A low shrub from 6 in. to 11⁄2 ft high, with rather stiff, much-divided branches; young shoots downy. Leaves normally three in a whorl, linear, 1⁄8 to 1⁄4 in. long, flat above, convex beneath, pointed, deep green and glabrous. Flowers produced from June to September in terminal umbels of four to eight flowers, or in racemes 1 to 3 in. long; corolla egg-shaped, 1⁄4 in. long, bright purple, with four teeth at the opening. Calyx-lobes narrow-lanceolate, one-third the length of the corolla, semi-transparent, glabrous; flower-stalk 1⁄8 to 1⁄6 in. long, downy.
Native of W. Europe from Norway to Spain and N. Italy, and very generally distributed over the moors of Britain. It is, perhaps, the most beautiful of the dwarf summer- and autumn-flowering heaths, and produces an enormous profusion of blossom. In cultivated ground in the Thames Valley it is apt to be shortlived, growing too fast in the early summer and often scorched by excessive heat in July and August. It is improved by cutting over in the early spring before growth starts. It has varied much in the colour of the flowers, and the dozen or so clones in commerce when the first edition of this work was published has now risen to one hundred. For the following short selection we are indebted to the Royal Horticultural Society:
‘Alba Major’. – White flowers in clusters at the ends of the stems. June-August.
‘Alba Minor’. – White compact growth, light green foliage. June-October.
‘Atrorubens’. – Long sprays of ruby-red flowers. June-August.
‘C. D. Eason’. – Rich rosy-red flowers, deep green foliage. June-September.
‘Cevennes’. – Upright growth with lavender-rose flowers. June-Aug.
‘Eden Valley’. – Rosy-lilac flowers fading to white at the base. June-September.
‘Golden Drop’. – Golden-copper foliage in summer, changing to red in the winter. Flowers pinkish purple but sparsely produced.
‘Knap Hill Pink’. – Bright pink flowers, deep green foliage. June-September.
‘P. S. Patrick’. – Very rich purple flowers in long spikes.

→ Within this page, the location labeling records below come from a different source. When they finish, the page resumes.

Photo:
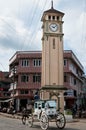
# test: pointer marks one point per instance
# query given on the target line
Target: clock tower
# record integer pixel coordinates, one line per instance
(52, 54)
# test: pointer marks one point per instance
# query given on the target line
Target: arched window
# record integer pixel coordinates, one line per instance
(53, 43)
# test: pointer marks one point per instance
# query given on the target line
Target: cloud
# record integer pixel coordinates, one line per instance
(20, 26)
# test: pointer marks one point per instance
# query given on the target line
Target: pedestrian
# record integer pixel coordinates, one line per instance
(74, 110)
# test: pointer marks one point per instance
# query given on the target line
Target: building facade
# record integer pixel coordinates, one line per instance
(4, 88)
(25, 72)
(73, 79)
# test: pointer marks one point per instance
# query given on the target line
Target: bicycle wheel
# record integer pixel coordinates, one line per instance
(30, 121)
(44, 123)
(60, 120)
(24, 120)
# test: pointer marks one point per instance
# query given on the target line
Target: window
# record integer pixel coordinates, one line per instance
(65, 62)
(37, 62)
(36, 78)
(49, 17)
(65, 78)
(24, 92)
(74, 81)
(25, 62)
(53, 17)
(24, 78)
(53, 43)
(57, 17)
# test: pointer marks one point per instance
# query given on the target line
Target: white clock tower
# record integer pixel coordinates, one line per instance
(52, 54)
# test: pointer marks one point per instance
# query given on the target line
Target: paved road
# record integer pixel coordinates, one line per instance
(15, 124)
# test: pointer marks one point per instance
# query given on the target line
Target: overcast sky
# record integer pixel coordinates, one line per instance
(20, 27)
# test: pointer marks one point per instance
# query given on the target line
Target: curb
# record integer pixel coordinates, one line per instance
(69, 119)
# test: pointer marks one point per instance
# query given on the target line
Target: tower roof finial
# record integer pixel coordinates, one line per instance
(51, 4)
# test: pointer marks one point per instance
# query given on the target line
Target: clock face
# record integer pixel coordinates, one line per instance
(53, 27)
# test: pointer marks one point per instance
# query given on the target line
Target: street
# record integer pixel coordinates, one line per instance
(16, 124)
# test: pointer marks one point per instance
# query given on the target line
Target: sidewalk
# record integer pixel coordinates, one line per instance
(69, 118)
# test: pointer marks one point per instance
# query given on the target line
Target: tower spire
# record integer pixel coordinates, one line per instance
(51, 4)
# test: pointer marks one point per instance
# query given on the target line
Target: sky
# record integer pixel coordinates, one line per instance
(20, 27)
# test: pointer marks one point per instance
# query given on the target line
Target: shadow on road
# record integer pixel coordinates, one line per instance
(51, 128)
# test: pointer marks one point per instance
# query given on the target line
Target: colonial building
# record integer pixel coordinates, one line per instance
(52, 55)
(4, 88)
(73, 79)
(25, 72)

July-September.
‘Rosea’. – Bright pink. June-September.
These and the type are worth planting freely for producing broad masses of colour at a season when comparatively few shrubs are in bloom.

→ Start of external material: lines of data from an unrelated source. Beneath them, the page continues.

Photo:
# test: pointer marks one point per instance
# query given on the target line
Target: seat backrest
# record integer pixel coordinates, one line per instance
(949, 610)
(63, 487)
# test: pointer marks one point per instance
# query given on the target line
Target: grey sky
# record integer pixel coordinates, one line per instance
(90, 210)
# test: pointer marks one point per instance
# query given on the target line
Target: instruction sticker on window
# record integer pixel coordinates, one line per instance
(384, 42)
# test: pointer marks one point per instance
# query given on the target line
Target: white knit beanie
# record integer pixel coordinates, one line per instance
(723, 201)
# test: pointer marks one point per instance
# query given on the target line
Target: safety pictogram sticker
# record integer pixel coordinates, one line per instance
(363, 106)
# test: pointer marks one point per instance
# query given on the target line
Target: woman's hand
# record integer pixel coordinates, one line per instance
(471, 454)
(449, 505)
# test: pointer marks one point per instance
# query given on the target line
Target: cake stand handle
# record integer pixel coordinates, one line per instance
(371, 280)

A form of E. cinerea was named by Boulger var. schizopetala; in it the corollas, normally egg- or pitcher-shaped, are divided to the base into four lanceolate lobes. This abnormality has been noted several times among wild plants and is also seen in the cultivars E. cinerea ‘W. G. Notley’ and ‘Winifred Whitley’. It is difficult to agree with G. Krüssmann’s view that these plants are intergeneric hybrids between the bell-heather and Calluna vulgaris (Deutsche Baumschule, 1960, p. 154, and Handbuch der Laubgehölze, Vol. 1, p. 419, where the three clones mentioned are referred to × Ericalluna bealeana Krüssmann). A similar polypetalous malformation is noted under Kalmia latifolia and is to be found in other ericaceous species.